Global History and the Transnational Turn
The global and transnational turn in recent historiography studies the past through connections, comparisons, and movements that cross and exceed national and regional boundaries.
Definition
The recent historiographical turn toward analyzing the past in terms of cross-border connections, comparisons, and circulations rather than treating the nation or civilization as the natural unit of study.
Scope
This topic examines the methods and debates of global and transnational history as a leading development in contemporary historical practice: the critique of methodological nationalism and Eurocentrism, the practice of 'connected histories', comparative and entangled approaches, and the challenges of sources, scale, and language.
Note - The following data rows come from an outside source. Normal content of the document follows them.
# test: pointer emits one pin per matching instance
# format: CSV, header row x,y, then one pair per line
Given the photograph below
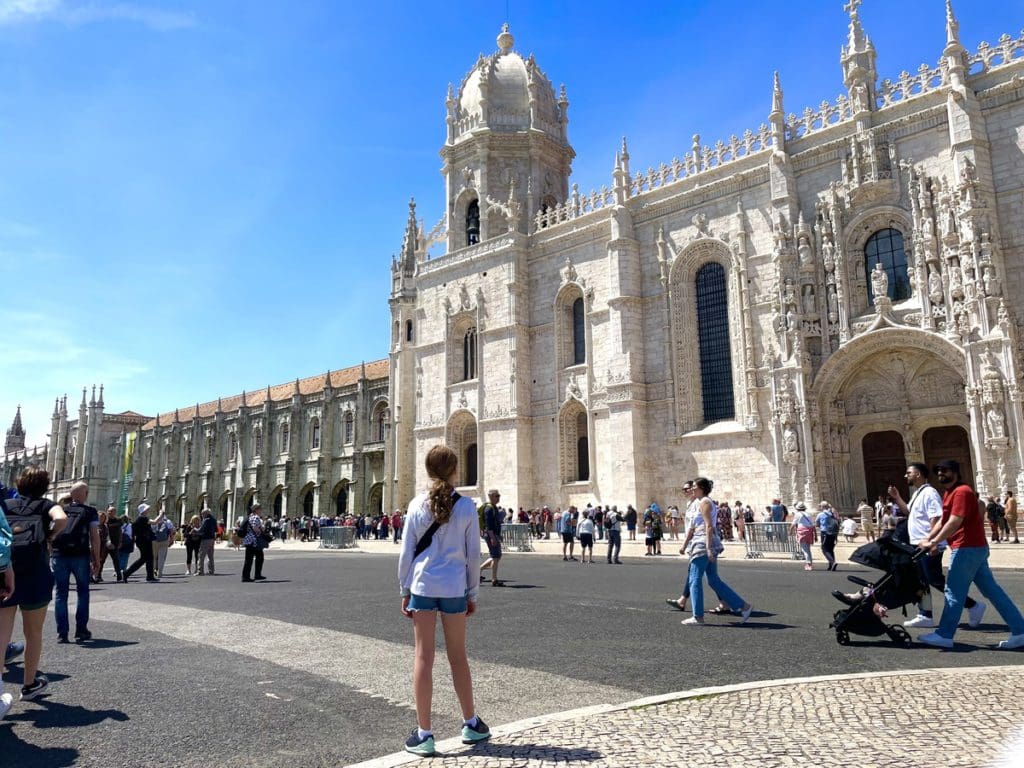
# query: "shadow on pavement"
x,y
25,755
51,714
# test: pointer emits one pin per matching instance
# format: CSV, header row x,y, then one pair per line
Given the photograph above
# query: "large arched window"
x,y
469,354
473,223
886,247
579,333
713,341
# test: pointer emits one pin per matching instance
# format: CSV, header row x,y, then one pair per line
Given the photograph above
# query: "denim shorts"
x,y
443,604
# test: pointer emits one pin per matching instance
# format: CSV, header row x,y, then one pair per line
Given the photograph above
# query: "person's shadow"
x,y
56,715
25,755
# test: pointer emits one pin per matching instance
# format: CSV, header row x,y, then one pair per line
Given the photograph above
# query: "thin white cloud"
x,y
29,11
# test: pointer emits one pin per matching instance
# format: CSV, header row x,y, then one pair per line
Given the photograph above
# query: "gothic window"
x,y
471,464
579,334
886,246
469,354
713,341
473,223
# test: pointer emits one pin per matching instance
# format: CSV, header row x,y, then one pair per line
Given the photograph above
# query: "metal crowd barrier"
x,y
770,537
517,537
337,537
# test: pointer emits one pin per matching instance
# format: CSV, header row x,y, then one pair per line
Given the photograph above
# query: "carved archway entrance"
x,y
949,442
885,463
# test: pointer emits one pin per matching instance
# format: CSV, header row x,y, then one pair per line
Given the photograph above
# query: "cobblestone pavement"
x,y
951,718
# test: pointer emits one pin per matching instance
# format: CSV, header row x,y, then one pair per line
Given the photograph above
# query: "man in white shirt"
x,y
924,513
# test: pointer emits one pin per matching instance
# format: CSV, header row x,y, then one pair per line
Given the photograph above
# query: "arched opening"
x,y
940,443
579,333
713,340
886,247
885,463
473,222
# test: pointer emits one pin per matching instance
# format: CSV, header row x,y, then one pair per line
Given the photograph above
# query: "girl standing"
x,y
437,572
704,549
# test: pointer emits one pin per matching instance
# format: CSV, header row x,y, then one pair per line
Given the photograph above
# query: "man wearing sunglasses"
x,y
964,529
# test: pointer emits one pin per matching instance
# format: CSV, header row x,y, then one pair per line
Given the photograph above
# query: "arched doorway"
x,y
885,463
949,442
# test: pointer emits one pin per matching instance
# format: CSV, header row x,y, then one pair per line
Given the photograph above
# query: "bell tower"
x,y
507,154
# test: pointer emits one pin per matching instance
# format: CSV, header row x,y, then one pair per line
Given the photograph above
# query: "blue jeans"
x,y
64,567
699,566
970,565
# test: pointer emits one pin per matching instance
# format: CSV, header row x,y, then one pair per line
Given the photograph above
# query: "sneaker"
x,y
975,614
934,638
471,734
13,651
38,686
422,747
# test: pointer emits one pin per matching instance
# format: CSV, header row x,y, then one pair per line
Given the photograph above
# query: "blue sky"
x,y
200,198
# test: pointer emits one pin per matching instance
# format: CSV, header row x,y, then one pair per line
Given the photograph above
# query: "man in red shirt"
x,y
964,528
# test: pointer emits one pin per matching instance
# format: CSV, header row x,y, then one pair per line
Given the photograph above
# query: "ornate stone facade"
x,y
836,375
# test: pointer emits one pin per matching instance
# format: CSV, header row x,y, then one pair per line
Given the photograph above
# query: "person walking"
x,y
76,553
704,549
192,536
924,513
142,534
29,583
254,544
964,528
207,542
437,573
493,537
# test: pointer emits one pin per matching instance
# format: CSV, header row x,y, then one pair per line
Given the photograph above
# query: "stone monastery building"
x,y
798,311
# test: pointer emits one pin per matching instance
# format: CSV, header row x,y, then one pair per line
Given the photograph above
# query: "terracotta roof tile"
x,y
341,378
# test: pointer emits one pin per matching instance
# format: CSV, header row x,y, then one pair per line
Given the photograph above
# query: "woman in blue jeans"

It surveys influential interventions by Subrahmanyam, Conrad, Bayly, and others and the tensions between breadth and depth in writing history beyond the nation.
Core questions
- How do global and transnational history differ from older world history and from national history?
- What does it mean to write 'connected' or 'entangled' histories?
- How can historians manage the problems of scale, sources, and expertise these approaches raise?
- How do these methods address Eurocentrism and methodological nationalism?
Key concepts
- methodological nationalism
- connected histories
- entanglement
- comparison
- scale
Key theories
- Connected histories
- Sanjay Subrahmanyam argued for 'connected histories' that trace links and circulations across early modern Eurasia, challenging the compartmentalization of regions into separate area studies.
- Global history as a perspective
- Sebastian Conrad characterized global history less as a fixed object than as a perspective emphasizing connectivity and the global constitution of local phenomena, while warning against its pitfalls.
History
Global and transnational history grew rapidly from the 1990s as historians sought to escape the nation-state frame and Eurocentric narratives, drawing on world-systems theory, postcolonial critique, and comparative economic history such as Pomeranz's work on the Great Divergence. Programmatic statements and debates, including the 2006 AHR conversation, shaped the field.
Debates
- Breadth versus depth
- Historians debate whether global approaches sacrifice the archival depth and linguistic expertise of regional history for sweeping but thin connections.
- Comparison versus connection
- Scholars dispute the relative value of comparative methods and of tracing actual connections and entanglements between societies.
Key figures
- Sanjay Subrahmanyam
- Sebastian Conrad
- C. A. Bayly
- Kenneth Pomeranz
- Jurgen Osterhammel
Related topics
Seminal works
- subrahmanyam1997
- conrad2016b
- pomeranz2000b
Frequently asked questions
- What is the difference between global and transnational history?
- Transnational history typically follows specific flows and connections across national borders, while global history works at larger scales of connection and comparison; the terms overlap and are sometimes used interchangeably.
- Does global history replace national history?
- Not necessarily; many historians see it as complementary, adding connective and comparative dimensions rather than abolishing the study of nations and regions.